En résumé, les approches économiques de Becker, Tullock et McKenzie bénéficièrent à la fois d’un soutien institutionnel que de moyens de diffusions inédits, ce qui leur permit de gagner une certaine visibilité au sein du milieu académique et au sein de la population. À partir de la fin des années 1970, cette définition de la science économique gagnait un soutien croissant.
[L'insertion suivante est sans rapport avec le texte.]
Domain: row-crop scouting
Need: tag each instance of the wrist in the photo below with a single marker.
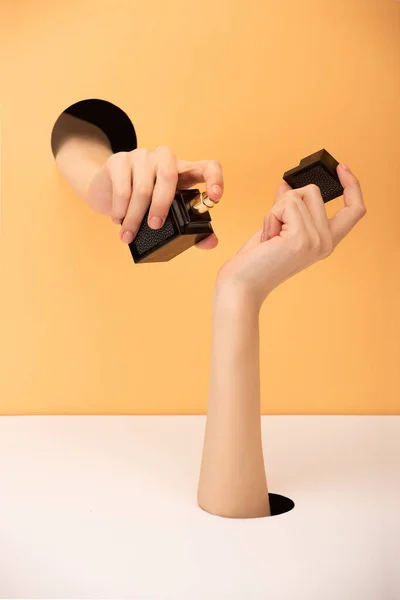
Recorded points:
(232, 299)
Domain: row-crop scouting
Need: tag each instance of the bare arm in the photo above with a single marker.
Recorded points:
(296, 233)
(124, 185)
(232, 479)
(81, 150)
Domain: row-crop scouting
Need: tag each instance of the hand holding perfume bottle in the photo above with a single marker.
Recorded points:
(295, 234)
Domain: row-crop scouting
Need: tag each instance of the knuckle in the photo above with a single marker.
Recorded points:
(328, 249)
(168, 175)
(215, 165)
(302, 242)
(164, 149)
(362, 211)
(139, 152)
(313, 188)
(144, 190)
(317, 245)
(122, 193)
(131, 224)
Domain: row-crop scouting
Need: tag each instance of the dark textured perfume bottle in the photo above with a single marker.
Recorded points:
(188, 222)
(318, 168)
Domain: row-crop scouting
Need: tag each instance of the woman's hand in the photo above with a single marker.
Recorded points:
(296, 233)
(131, 182)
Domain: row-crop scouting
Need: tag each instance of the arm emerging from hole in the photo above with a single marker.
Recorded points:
(81, 151)
(232, 479)
(296, 233)
(124, 185)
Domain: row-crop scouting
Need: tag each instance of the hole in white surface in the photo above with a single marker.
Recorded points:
(108, 117)
(279, 505)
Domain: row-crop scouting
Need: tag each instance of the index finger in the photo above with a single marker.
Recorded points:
(354, 208)
(282, 189)
(202, 171)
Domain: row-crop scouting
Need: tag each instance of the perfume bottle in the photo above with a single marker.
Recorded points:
(188, 222)
(318, 168)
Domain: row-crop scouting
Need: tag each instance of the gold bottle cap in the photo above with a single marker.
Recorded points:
(202, 203)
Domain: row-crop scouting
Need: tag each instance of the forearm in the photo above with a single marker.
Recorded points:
(232, 479)
(81, 151)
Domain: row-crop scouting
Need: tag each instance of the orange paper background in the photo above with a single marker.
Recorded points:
(256, 85)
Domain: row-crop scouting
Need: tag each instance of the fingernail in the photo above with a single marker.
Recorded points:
(127, 237)
(216, 190)
(155, 222)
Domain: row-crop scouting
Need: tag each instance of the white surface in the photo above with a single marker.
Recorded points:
(105, 507)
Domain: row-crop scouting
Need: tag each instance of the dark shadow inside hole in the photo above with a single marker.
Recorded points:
(113, 121)
(280, 504)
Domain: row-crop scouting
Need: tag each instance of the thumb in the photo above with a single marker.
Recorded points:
(272, 227)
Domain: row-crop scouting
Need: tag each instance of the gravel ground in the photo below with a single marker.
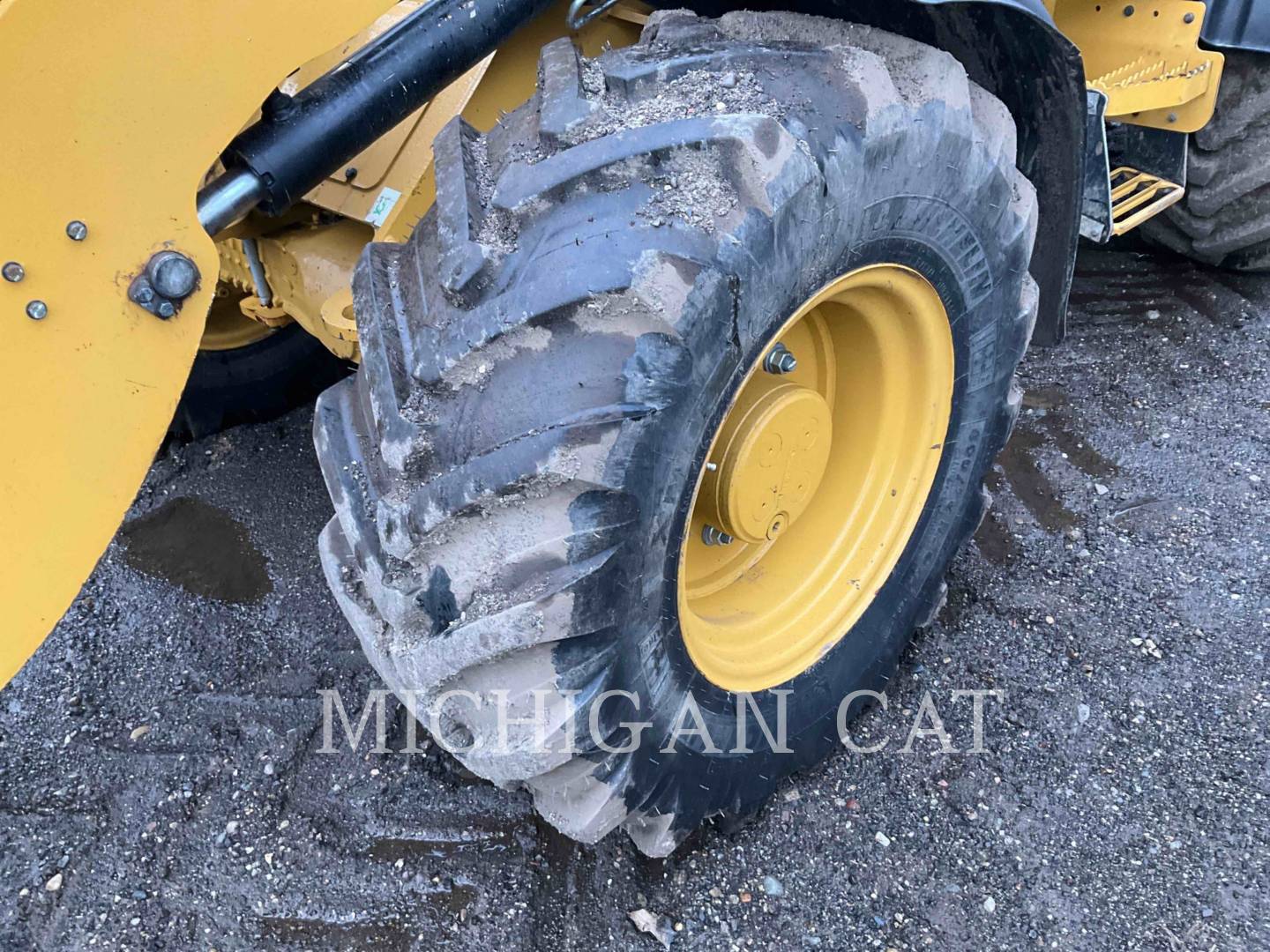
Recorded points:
(161, 785)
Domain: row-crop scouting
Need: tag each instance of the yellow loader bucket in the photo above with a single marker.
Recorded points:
(113, 115)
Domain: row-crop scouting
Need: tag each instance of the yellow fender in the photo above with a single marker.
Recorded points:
(113, 115)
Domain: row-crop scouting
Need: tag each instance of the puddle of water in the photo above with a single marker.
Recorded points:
(1030, 485)
(995, 541)
(198, 547)
(319, 933)
(1058, 428)
(488, 838)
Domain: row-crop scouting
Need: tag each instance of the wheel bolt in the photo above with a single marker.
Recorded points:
(780, 360)
(715, 537)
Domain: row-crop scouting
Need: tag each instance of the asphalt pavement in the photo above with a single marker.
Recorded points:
(161, 785)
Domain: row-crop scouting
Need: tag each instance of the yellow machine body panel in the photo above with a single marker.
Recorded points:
(310, 270)
(116, 113)
(1146, 58)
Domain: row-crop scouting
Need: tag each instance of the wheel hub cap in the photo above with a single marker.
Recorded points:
(773, 460)
(819, 473)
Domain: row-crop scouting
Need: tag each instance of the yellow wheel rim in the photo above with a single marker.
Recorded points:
(817, 478)
(228, 329)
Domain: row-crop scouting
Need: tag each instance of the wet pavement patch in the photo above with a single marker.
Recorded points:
(198, 547)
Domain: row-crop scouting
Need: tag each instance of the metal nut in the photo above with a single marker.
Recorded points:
(780, 361)
(715, 537)
(173, 276)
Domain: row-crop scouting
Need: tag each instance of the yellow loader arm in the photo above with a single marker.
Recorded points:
(115, 113)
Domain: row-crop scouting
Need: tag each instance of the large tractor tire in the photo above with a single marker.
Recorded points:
(1224, 219)
(245, 372)
(764, 244)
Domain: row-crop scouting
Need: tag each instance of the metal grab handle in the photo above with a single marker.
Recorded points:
(577, 19)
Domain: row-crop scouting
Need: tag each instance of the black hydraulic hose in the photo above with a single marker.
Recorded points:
(302, 140)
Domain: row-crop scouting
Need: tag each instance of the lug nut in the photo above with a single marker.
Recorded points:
(715, 537)
(780, 360)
On peut alors se demander quel fut l’impact de cette nouvelle approche sur les frontières disciplinaires.

Notes
370.

Le « whodunit » est un genre littéraire policier fondé essentiellement sur la résolution de l’énigme posée par le crime, illustré notamment par les romans d’Agatha Christie.

371.

De manière intéressante, Friedman affirma que sa détermination à mener un raisonnement jusqu’au bout de ses conséquences logiques lui avait été inspirée par sa culture et l’enseignement du Talmud (Friedman, 1972).

372.

Elzinga affirma que John Nash fut également très friand des aventures de Henry Spearman (Focus, 2004).

373.

« They are generally so thick and so full of arcane jargon that notwithstanding the liberal use of multicolored graphics and « relevant » applications, they remain largely undigested ».

374.

 Le livre fut favorablement accueilli par Sarah Gallagher et George Dawson écrivant pour le Journal of Economic Education, mais la vision économique du héros fut critiquée par Raphael Chaim (1978) pour le Journal of Economic Literature.

375.

 « She [sa famme Guity Nashat Becker] believed the columns would provide an excellent vehicle for influencing government policyas well as for communicating his ideas to a much wider audience ».